Le professeur Cathie Martin, chef de groupe au John Innes Centre, un institut de recherche indépendant spécialisé dans les sciences végétales, génétiques et microbiennes au Royaume-Uni, a fait écho à cette opinion en affirmant que les allégations selon lesquelles les OGM provoquent le cancer et altèrent même l'ADN sont sans fondement et ne sont étayées par aucune preuve scientifique. "Personne ne peut obtenir de chlorophylle simplement en mangeant des plantes", dit-elle. "Nous ne sommes pas verts."

Le professeur Martin a contesté une autre affirmation virale selon laquelle les semences OGM empêchent les semences locales de pousser : "Je n'ai jamais vu cela. En tant qu'agricultrice, j'ai cultivé beaucoup de plantes génétiquement modifiées et beaucoup de plantes non génétiquement modifiées sur le même sol."

Un programme de Bill Gates ?

Le débat en ligne s'est également concentré sur l'impact sur l'agriculture et les affirmations selon lesquelles les produits OGM ont été imposés aux agriculteurs, exploitant ainsi les craintes plus générales concernant le contrôle des entreprises.

Ajisefinni Ayodeji, petit exploitant agricole et président d'une coopérative agricole dans l'État de Kwara, dans l'ouest du Nigeria, affirme que les agriculteurs craignent que les OGM ne compromettent la souveraineté alimentaire du Nigeria et ne marginalisent les agriculteurs locaux.

Il considère que la promotion des OGM est motivée par des intérêts étrangers et se demande si les travailleurs agricoles ont la formation nécessaire pour gérer efficacement les cultures génétiquement modifiées.

Certains détracteurs avancent des arguments plus spéculatifs, affirmant que l'intégration des produits OGM dans le système alimentaire nigérian fait partie d'un programme mené par des entreprises internationales, ou plus précisément par l'homme d'affaires américain Bill Gates, visant à prendre le contrôle de l'agriculture nigériane.

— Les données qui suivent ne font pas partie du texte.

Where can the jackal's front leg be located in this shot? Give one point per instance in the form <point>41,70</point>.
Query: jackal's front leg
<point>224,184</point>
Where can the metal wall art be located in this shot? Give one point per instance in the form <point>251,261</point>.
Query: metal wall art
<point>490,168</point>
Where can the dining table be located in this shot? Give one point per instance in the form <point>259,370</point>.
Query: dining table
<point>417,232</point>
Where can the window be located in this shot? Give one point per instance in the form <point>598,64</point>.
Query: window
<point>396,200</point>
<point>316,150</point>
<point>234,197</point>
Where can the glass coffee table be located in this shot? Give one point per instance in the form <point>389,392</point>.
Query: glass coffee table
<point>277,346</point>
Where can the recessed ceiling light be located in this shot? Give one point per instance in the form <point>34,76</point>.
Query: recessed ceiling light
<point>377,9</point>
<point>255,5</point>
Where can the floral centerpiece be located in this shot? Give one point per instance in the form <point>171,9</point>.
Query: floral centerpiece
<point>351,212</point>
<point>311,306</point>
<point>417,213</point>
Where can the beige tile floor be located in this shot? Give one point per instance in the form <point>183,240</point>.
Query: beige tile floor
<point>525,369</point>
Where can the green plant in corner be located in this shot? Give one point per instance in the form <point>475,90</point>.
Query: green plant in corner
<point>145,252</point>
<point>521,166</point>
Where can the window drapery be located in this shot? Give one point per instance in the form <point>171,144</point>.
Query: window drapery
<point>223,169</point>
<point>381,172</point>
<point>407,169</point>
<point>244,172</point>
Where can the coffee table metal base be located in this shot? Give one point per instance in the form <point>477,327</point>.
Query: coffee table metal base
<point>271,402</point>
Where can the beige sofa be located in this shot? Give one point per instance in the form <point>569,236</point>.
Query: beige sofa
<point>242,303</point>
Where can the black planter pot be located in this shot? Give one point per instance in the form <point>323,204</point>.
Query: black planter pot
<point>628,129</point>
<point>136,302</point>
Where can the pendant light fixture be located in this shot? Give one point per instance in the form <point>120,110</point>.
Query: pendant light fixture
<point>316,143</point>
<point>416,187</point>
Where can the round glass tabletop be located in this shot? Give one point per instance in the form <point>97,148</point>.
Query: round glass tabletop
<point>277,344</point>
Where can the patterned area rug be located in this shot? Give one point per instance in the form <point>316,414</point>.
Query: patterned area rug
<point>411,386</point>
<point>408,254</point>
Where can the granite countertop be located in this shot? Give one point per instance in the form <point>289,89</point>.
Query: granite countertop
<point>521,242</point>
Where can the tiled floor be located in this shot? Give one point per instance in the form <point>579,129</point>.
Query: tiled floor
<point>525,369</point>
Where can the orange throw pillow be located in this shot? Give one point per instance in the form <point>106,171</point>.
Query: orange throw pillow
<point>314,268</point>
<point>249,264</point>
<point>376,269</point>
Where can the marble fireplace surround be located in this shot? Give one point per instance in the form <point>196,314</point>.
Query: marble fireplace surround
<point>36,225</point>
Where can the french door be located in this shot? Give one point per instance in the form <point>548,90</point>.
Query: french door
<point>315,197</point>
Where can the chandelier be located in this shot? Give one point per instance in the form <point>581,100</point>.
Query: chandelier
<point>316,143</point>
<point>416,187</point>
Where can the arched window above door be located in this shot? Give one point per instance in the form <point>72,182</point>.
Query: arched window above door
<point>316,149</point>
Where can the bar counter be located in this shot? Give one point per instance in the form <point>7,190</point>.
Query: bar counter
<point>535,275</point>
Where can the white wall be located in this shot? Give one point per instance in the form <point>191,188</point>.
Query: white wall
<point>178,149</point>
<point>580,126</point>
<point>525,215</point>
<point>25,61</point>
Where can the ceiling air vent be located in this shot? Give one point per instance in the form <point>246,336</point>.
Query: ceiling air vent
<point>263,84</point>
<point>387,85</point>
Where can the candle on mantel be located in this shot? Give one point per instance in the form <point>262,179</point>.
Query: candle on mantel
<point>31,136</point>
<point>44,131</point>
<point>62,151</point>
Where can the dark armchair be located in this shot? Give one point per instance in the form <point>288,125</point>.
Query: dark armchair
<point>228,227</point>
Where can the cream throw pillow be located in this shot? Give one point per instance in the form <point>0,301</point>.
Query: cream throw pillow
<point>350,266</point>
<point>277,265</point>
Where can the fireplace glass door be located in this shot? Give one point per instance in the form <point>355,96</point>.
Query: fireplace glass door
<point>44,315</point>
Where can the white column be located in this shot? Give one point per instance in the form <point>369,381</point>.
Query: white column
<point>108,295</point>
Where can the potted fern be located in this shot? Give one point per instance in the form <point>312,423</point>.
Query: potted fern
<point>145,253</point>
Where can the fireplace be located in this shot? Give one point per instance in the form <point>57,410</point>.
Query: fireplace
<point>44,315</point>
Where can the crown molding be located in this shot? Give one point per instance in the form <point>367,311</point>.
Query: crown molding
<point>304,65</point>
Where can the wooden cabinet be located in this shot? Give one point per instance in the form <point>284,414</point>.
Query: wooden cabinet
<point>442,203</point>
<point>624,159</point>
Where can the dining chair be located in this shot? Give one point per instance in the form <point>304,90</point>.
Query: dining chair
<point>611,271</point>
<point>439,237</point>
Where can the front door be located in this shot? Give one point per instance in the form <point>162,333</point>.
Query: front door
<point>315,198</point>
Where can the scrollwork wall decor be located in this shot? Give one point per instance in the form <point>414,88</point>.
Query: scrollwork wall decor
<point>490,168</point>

La fondation Bill & Melinda Gates a soutenu la recherche agricole au Nigeria, notamment la production de maïs TELA génétiquement modifié, qui a été développé et produit localement par l'Institut de recherche agricole de l'université Ahmadu Bello, à Zaria, en collaboration avec l'Agence des États-Unis pour le développement international et la Fondation africaine pour les technologies agricoles.

Kabir Ibrahim, qui dirige l'Association de tous les agriculteurs du Nigeria (AFAN), l'un des plus grands groupes de ce type dans le pays, soutient l'utilisation des cultures génétiquement modifiées et affirme que la plupart des inquiétudes sont le résultat d'une désinformation ciblée.

Il insiste sur le fait qu'aucun agriculteur n'est obligé de cultiver des plantes génétiquement modifiées.

"C'est un choix. Vous avez le choix d'utiliser ou non des cultures OGM. Et vous avez même le choix de les manger ou de ne pas les manger", a-t-il déclaré à BBC News.

M. Ibrahim ajoute que des entreprises locales sont impliquées dans la distribution de semences génétiquement modifiées, contredisant ainsi les affirmations selon lesquelles les OGM ne sont promus que par des multinationales étrangères.

M. Ibrahim, qui cultive lui-même du niébé et du maïs génétiquement modifiés, affirme que de nombreux agriculteurs nigérians souhaitent avoir accès à davantage de semences génétiquement modifiées, et non moins.

Malgré la controverse, le Dr Egemba s'est dit heureux que la vidéo ait suscité le débat et aidé certaines personnes à se sentir mieux armées pour prendre leurs propres décisions.

"Je voulais que les gens soient informés sur le sujet", a-t-il expliqué. "Lorsque l'éducation ou l'information fait défaut sur un sujet particulier, les êtres humains ont tendance à céder à la peur."